Parents wanted to watch surveillance videos because a little girl sustained a head injury. Teachers said they did not know how the child got hurt and that she might have been injured during outdoor activities. Parents repeatedly asked to see videos to learn what happened. The preschool refused to show them, citing a need to ‘file an application.’
Parents were very worried, and they continued to request that the school provide the relevant videos. Parents wanted to review a randomly selected hour of videos every Friday. They said this arrangement would be a huge compromise.
Schools believe such acts represent a distrust of teachers and irreverence towards educators’ work. Trust cannot replace supervision, Zhang said, adding that watching videos is the only way for parents to learn about the true conditions their children face. Parents have the right to know that, she said.
At the insistence of the parents, the head of the school agreed to let parents review videos once a week. However, parents received a message from teachers, saying that they would have to quit if parents insisted on watching the videos.
Zhang is not sure whether or not to continue sending her son to the preschool as it has strict management and any ‘disputes’ between teachers and parents will prompt a salary cut for the teachers. “I'm afraid that the teachers will be averse to me, which could affect their attitude toward my child,” Zhang said.
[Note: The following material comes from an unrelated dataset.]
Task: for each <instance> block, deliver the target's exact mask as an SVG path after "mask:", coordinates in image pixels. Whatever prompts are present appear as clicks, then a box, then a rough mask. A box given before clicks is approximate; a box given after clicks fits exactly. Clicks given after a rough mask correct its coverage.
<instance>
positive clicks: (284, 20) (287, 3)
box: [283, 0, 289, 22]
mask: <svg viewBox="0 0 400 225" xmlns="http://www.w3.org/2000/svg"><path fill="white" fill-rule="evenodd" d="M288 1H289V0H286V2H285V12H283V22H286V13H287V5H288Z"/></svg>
China suffers a huge gap between demand and supply of early-childhood education workers. The ratio of full-time teachers to children at preschools should be between 1 to 5 and 1 to 7, per standards the Ministry of Education issued in 2013. China had 3,818,000 preschool teachers last year, implying a teacher-to-student ratio of 1 to 12. Schools would need to hire 2,488,000 new teachers to meet the 1 to 7 standard.